LaMoia and the other cops slipped on disposable gloves, indicating an end to discussions.
Matthews slipped on a pair as well, thinking disposable lives.
The final patrolman emerged from the dark with two more of the escapees. No sign of Walker.
Had she imagined that? Wishful thinking?
“Time to peep mug shots instead of naked teenagers, you perv.” LaMoia grabbed hold of the street person’s red handkerchief, knotted around the man’s neck, and led him like a dog back down the tunnel.
At Public Safety, LaMoia’s attempts to win the man’s cooperation ended with the detective providing him hot coffee and buying him a carton of Marlboro cigarettes.

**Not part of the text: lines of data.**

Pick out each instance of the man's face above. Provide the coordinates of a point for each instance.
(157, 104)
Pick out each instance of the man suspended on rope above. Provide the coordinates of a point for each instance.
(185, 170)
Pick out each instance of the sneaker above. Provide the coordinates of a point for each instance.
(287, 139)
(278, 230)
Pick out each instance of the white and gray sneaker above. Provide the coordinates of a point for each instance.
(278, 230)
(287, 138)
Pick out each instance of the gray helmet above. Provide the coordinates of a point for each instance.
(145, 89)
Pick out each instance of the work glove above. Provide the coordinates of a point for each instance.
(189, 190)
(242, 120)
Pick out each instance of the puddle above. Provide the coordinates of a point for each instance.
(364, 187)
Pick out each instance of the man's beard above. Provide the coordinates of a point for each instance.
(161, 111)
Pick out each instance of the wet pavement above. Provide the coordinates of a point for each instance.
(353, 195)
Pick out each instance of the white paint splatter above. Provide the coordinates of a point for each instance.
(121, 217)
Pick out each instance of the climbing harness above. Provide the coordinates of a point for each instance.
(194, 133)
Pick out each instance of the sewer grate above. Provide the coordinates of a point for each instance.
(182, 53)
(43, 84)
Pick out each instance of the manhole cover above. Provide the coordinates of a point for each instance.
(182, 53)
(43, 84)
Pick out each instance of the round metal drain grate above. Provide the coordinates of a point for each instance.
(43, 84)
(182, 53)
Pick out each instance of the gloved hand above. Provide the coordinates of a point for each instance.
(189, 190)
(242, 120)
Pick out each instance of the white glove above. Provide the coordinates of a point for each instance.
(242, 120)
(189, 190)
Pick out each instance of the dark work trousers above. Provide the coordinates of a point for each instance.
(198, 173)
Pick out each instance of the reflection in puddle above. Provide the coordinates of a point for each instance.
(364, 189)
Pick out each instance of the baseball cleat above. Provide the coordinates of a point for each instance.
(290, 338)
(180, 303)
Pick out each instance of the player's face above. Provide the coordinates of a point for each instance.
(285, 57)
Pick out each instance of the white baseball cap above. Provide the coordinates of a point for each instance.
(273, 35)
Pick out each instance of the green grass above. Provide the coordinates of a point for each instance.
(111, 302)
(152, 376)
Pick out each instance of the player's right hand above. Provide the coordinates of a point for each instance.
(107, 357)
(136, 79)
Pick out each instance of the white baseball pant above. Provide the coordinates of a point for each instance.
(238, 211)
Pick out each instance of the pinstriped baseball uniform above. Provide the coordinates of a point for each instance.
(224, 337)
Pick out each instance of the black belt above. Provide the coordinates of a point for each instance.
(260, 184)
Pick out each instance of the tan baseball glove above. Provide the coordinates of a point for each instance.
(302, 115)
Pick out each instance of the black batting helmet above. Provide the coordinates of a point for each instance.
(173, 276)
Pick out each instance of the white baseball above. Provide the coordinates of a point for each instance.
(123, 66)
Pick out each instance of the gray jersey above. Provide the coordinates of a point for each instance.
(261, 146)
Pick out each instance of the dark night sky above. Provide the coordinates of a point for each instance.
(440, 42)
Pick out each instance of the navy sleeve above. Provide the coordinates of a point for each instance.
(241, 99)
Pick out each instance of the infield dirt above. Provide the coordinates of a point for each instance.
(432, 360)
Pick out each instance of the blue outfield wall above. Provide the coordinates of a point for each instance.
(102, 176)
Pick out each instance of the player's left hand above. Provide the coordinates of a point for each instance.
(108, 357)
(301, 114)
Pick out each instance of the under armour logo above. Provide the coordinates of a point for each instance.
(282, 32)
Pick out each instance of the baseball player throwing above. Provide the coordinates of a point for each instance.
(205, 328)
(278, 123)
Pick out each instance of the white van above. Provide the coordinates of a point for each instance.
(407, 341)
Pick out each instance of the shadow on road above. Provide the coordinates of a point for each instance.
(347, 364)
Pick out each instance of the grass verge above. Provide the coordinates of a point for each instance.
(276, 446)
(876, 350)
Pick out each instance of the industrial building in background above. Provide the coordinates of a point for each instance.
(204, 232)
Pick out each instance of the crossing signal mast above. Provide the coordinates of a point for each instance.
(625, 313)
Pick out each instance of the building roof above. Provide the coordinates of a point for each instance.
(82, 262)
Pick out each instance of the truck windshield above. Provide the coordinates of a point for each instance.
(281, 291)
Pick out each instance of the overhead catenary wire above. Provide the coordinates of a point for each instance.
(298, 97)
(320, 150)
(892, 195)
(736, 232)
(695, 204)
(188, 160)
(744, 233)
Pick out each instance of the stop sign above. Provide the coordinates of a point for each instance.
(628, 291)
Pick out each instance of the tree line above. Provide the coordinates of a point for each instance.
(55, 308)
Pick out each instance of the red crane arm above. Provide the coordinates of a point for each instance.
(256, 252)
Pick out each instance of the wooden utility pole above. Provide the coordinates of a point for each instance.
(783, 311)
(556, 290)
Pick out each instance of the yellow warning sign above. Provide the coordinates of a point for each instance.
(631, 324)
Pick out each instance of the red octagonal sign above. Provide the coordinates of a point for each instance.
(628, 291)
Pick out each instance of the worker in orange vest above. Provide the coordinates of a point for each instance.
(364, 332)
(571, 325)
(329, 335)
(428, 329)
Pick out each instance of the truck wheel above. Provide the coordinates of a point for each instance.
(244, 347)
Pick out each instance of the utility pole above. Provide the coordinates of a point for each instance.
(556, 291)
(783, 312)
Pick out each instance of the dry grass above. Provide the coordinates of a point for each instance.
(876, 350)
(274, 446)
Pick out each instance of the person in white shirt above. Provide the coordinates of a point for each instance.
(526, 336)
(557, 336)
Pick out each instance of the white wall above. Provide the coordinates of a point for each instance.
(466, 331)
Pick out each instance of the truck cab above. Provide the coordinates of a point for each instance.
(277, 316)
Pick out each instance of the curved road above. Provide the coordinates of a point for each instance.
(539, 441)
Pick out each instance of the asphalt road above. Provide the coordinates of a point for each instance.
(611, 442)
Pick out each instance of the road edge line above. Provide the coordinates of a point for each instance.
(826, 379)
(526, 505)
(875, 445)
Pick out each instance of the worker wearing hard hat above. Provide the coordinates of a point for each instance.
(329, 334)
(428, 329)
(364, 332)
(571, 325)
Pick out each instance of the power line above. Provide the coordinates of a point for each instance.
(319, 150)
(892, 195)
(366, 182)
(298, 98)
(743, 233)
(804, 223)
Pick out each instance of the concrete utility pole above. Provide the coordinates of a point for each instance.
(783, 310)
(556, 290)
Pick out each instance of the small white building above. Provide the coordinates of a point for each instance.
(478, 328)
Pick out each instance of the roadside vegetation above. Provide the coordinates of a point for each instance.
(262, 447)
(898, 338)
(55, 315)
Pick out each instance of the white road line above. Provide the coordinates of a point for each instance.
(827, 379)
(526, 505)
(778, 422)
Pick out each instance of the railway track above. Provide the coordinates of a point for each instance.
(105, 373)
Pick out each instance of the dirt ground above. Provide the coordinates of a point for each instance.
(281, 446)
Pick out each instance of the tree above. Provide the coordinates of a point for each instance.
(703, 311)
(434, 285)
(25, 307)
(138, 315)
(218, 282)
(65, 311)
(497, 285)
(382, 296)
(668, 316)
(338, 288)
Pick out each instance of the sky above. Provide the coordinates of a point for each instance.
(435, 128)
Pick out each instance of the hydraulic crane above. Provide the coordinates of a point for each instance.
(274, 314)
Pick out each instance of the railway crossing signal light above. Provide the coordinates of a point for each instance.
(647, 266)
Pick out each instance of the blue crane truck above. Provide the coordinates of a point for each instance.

At two in the morning, he then worked him through a few dozen mug shots until confident of the man’s sobriety and his ability to make identification. The man picked out the faces of three vagrants he’d seen in the Underground. With an anxious Daphne Matthews monitoring the event from the corner of the small interrogation room, LaMoia arranged yet another array-six faces in small windows on a single card-and slid it in front of the homeless man.
Dirty fingers with jagged nails took hold of the card like a nervous gambler toying with his cards. The guy studied the faces in the cutout windows. The cracked skin of his dirty hands flexed as he stabbed a face-bottom left. “This guy’s been there a bunch.”
LaMoia turned the card around for Matthews to see as she stepped closer.
“He ever use the gallery? The peepholes?” LaMoia asked.
“Sure. All the time.”
His finger rested on the photo that was not a mug shot but a driver’s license ID. The face belonged to Ferrell Walker.
“We call him the fisherman,” the homeless man said, “ ’cause he stinks like shit.”